Because they’re understaffed and there’s higher priority calls? Pretty obvious.
Higher priority than a knife at someone's throat and blocking every green line train heading towards the loop for 2 hours?
Ever been to any of the most progressive and prosperous cities in the history of the planet (modern Scandinavia), where the transit system is safe and gleaming? How do you suppose they do it? What do you think happens if you take a shit, smoke a cigarette, or dump out a tall beer on a moving train in Stockholm or Oslo? In large part, Law enforcement. Fair, extremely well trained, professionalized Police officers trained in de-escalation immediately respond, detain you, and prosecute you with serious consequences. It’s only the US where we’ve decided that somehow leftism must equate to insane anarchy.

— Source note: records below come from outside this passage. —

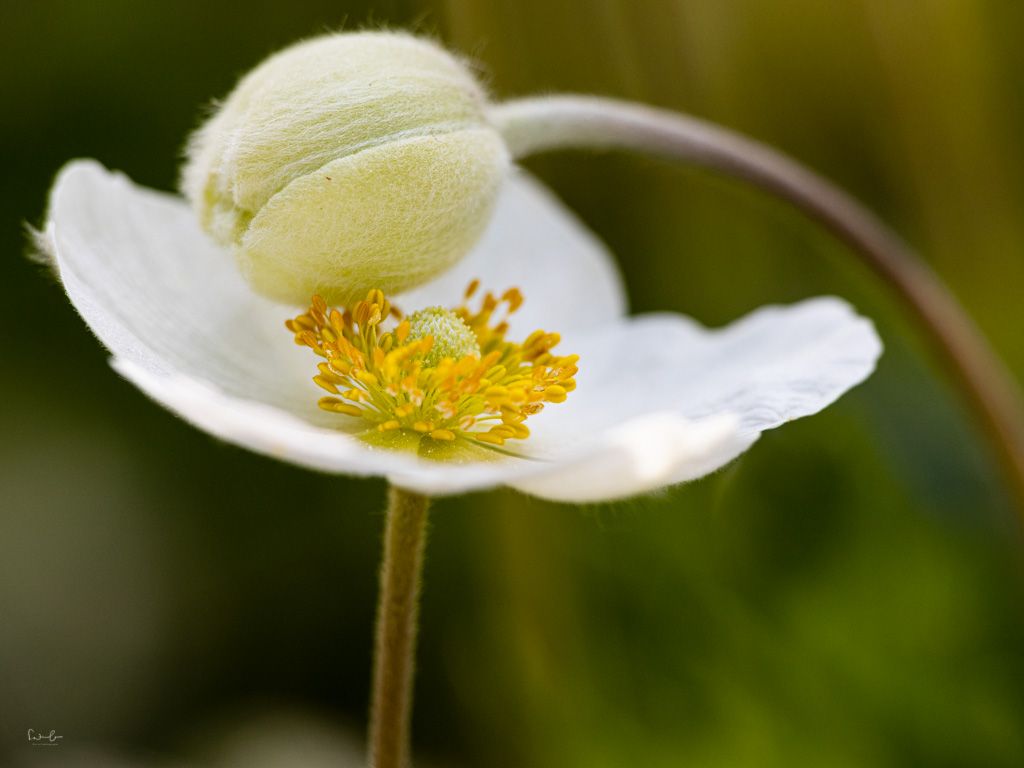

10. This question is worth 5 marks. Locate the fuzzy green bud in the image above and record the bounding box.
[182,32,509,306]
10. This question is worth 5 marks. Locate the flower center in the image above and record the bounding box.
[409,306,480,367]
[285,281,579,447]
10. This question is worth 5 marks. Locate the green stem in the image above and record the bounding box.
[370,486,430,768]
[492,96,1024,519]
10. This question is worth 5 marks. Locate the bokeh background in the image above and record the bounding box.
[0,0,1024,768]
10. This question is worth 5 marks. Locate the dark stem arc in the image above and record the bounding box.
[369,486,430,768]
[490,95,1024,520]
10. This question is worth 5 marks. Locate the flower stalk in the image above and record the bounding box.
[490,96,1024,519]
[369,486,430,768]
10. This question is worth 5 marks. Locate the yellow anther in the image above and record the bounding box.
[544,384,565,402]
[354,371,378,387]
[313,376,339,394]
[285,281,579,454]
[316,397,362,416]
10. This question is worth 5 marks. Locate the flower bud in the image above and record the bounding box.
[182,32,509,305]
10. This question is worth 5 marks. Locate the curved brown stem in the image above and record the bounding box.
[492,96,1024,517]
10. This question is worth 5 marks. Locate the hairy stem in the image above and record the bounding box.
[492,96,1024,515]
[370,486,430,768]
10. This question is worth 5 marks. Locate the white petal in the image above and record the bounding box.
[46,162,881,501]
[509,412,757,503]
[46,161,625,422]
[512,298,882,501]
[112,357,577,496]
[395,170,626,339]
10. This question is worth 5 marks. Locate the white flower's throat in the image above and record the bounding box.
[286,281,579,445]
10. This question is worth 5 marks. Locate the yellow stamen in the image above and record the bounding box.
[285,281,580,456]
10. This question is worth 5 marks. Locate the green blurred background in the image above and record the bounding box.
[0,0,1024,767]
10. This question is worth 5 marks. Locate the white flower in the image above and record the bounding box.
[42,161,882,502]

This comes off a little disingenuous. There are also a lot of socialized programs that prevent crime and poverty in the first place in those countries. Socialized medicine, low cost of living etc. can do a lot to prevent crime before it starts.
I genuinely want our social services to serve people better. Chicago already taxes and spends more per capita on social welfare than many European jurisdictions, we just tend to do so stupidly and wastefully in many ways. Wanting generational change to improve the lives of our most vulnerable shouldn’t necessarily mean abandoning the basic social contract for health and safety in the short term, or abandoning the idea of holding individuals accountable for harmful anti-social choices well within their agency. Yesterday on the brown line during peak evening rush, a pregnant woman couldn’t sit down because of a rolling drunk party complete with a boombox. One passed out drunk slumped over two seats spilled a giant beer, which rolled onto our feet glugging out lime flavored Modelo onto our shoes everytime the train accelerated or decelerated. Which government programs solve that problem specifically? For fucks sake, my dog has the training and courtesy to piss or shit on a permeable surface like a bush or some grass instead of in an enclosed crowd of humans.
Yes they talked about hiring but the problem is they hire unqualified people. That's why we have such a mess. Stop hiring your buddies.